Draws line on Medicare reform
Obama’s speech was perhaps most striking for its harsh treatment of Ryan’s budget proposal, which would end Medicare and Medicaid as entitlements, saving the government more than $1 trillion over 10 years.
“I will not allow Medicare to become a voucher program that leaves seniors at the mercy of the insurance industry, with a shrinking benefit to pay for rising costs,” Obama said. “I will not tell families with children who have disabilities that they have to fend for themselves.”
Ryan rejects the term “voucher” in descriptions of his plan, instead calling the aid “premium support” for the purposes of purchasing private insurance. Lower-income seniors would get more support than wealthier ones, as would seniors who become ill or have chronic health conditions. Ryan’s plan would turn Medicaid, government-run health insurance for the poor and disabled, into federal block grants, which are given to each state in a finite sum.
But in an olive branch to Ryan and the Republicans, Obama added a few lines to his prepared marks that suggested he believes they have the best interests of the country at heart.
“Even those Republicans I disagree with most strongly, I believe are sincere about wanting to do right by their country,” Obama said. “We may disagree on our visions, but I truly believe they want to do the right thing.”
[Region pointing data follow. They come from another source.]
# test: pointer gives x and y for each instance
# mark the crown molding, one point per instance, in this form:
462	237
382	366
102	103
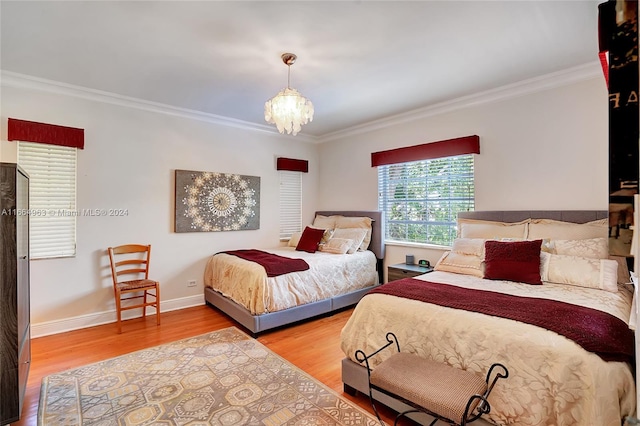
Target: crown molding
12	79
526	87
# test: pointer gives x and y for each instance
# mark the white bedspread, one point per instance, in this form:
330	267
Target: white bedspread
328	275
552	380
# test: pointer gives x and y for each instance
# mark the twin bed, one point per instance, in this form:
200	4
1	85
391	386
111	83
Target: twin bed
553	380
333	282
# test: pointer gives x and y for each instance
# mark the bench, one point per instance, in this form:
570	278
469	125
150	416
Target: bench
449	394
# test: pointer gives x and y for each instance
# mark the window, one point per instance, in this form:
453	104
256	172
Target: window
290	203
52	198
421	199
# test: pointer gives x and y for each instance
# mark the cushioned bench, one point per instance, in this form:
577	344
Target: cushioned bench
447	393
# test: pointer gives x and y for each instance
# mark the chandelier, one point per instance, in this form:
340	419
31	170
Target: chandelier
288	110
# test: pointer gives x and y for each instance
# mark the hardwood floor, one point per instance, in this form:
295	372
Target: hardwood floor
313	346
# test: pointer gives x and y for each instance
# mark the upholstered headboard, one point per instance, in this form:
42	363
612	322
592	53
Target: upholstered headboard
576	216
377	227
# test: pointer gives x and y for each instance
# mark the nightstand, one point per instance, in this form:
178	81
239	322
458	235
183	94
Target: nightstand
402	270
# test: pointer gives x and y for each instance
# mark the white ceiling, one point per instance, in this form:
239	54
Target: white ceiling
358	61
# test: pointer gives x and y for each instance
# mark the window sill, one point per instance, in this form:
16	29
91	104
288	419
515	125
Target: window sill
416	245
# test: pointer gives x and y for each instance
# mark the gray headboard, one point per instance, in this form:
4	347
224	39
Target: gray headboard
576	216
377	227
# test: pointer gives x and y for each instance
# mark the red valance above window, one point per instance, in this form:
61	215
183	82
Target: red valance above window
426	151
292	165
30	131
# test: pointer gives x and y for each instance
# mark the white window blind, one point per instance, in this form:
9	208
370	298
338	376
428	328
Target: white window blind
52	198
290	203
421	199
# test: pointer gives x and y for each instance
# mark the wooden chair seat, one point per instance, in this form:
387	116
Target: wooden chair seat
435	386
136	284
446	393
132	260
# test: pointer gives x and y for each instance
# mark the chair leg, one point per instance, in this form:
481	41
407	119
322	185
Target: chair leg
158	304
118	312
144	304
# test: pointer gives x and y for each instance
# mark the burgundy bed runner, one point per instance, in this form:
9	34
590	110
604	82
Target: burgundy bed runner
596	331
274	265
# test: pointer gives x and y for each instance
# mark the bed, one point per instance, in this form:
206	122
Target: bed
553	380
260	313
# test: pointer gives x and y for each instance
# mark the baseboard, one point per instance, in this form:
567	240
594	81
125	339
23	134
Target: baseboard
90	320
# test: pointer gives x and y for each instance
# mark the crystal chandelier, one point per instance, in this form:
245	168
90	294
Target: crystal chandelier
288	110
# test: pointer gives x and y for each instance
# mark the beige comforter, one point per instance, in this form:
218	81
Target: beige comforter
552	380
328	275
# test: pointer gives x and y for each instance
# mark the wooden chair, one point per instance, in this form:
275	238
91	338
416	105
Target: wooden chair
446	393
133	260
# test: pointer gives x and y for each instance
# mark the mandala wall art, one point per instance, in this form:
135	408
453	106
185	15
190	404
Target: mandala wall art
209	202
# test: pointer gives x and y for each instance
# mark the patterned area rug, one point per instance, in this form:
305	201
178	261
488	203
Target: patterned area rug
220	378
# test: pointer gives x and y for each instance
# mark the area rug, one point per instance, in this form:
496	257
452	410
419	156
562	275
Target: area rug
220	378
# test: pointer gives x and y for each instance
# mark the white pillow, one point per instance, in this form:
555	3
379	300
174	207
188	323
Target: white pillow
593	248
474	246
337	246
579	271
471	228
324	222
326	235
356	222
295	239
540	229
357	235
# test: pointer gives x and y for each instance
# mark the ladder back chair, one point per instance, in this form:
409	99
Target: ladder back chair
132	261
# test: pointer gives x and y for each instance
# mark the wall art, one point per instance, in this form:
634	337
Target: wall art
210	202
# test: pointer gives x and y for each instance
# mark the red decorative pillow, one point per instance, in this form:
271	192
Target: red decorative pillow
310	239
513	261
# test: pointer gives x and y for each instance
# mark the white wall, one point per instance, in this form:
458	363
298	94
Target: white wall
128	162
542	151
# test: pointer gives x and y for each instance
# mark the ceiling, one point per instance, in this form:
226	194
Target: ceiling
358	61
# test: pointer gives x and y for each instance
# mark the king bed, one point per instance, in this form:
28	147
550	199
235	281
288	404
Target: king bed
553	380
241	288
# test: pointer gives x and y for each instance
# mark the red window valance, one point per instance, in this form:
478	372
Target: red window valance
426	151
30	131
292	165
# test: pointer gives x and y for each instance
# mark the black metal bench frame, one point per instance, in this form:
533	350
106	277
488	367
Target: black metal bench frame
470	414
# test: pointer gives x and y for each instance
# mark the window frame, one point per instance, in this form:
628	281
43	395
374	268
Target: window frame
53	172
290	203
429	226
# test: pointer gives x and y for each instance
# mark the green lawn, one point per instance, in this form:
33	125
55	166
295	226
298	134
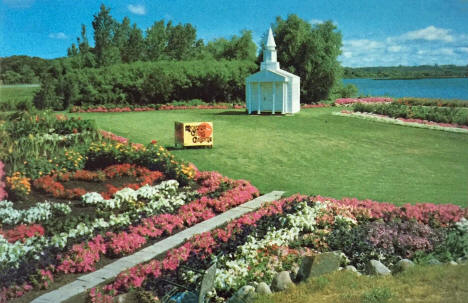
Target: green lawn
315	152
428	284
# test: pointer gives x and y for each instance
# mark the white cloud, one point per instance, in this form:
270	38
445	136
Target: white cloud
137	9
59	36
364	44
394	48
347	54
430	33
429	45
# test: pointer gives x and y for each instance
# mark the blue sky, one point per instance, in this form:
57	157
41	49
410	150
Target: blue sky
375	32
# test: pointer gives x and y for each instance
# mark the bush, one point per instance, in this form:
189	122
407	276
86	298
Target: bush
388	242
144	83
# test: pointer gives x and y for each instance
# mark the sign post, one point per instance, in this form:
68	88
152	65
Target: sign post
193	134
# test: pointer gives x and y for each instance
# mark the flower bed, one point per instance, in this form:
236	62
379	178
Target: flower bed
407	122
51	184
350	101
221	195
274	238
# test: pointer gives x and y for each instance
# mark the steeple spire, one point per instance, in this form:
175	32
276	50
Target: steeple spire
270	40
269	53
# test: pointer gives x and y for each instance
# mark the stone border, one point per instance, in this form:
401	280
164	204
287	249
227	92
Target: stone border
372	117
110	271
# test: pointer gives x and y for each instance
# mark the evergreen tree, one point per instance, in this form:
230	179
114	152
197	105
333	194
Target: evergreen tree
104	31
156	41
310	52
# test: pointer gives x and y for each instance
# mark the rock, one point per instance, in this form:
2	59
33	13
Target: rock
313	266
244	294
294	271
352	269
282	281
403	265
375	267
263	289
433	261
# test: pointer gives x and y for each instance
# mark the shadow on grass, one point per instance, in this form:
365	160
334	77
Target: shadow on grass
231	113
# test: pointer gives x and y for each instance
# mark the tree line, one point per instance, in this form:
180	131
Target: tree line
171	51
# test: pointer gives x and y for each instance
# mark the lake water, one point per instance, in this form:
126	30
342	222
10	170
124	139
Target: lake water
453	88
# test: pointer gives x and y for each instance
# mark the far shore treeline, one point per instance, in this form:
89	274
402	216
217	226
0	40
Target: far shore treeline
167	62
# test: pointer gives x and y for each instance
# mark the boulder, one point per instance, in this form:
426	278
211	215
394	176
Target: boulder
243	295
282	281
403	265
352	269
433	261
313	266
263	289
375	267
Republicans did not hesitate to strike back at Obama after the speech, particularly on the tax issue.
“More promises, hollow targets, and Washington commissions simply won’t get the job done,” said Speaker Boehner in a statement. “To reduce the economic uncertainty hanging over American job creators we must demonstrate that we’re willing to take action. And any plan that starts with job-destroying tax hikes is a nonstarter.”
Former Massachusetts Gov. Mitt Romney, who has just launched an exploratory committee to run for president, also lashed out: “President Obama’s proposals are too little, too late. Instead of supporting spending cuts that lead to real deficit reduction and true reform of Medicare, Medicaid, and Social Security, the president dug deep into his liberal playbook for ‘solutions’ highlighted by higher taxes.”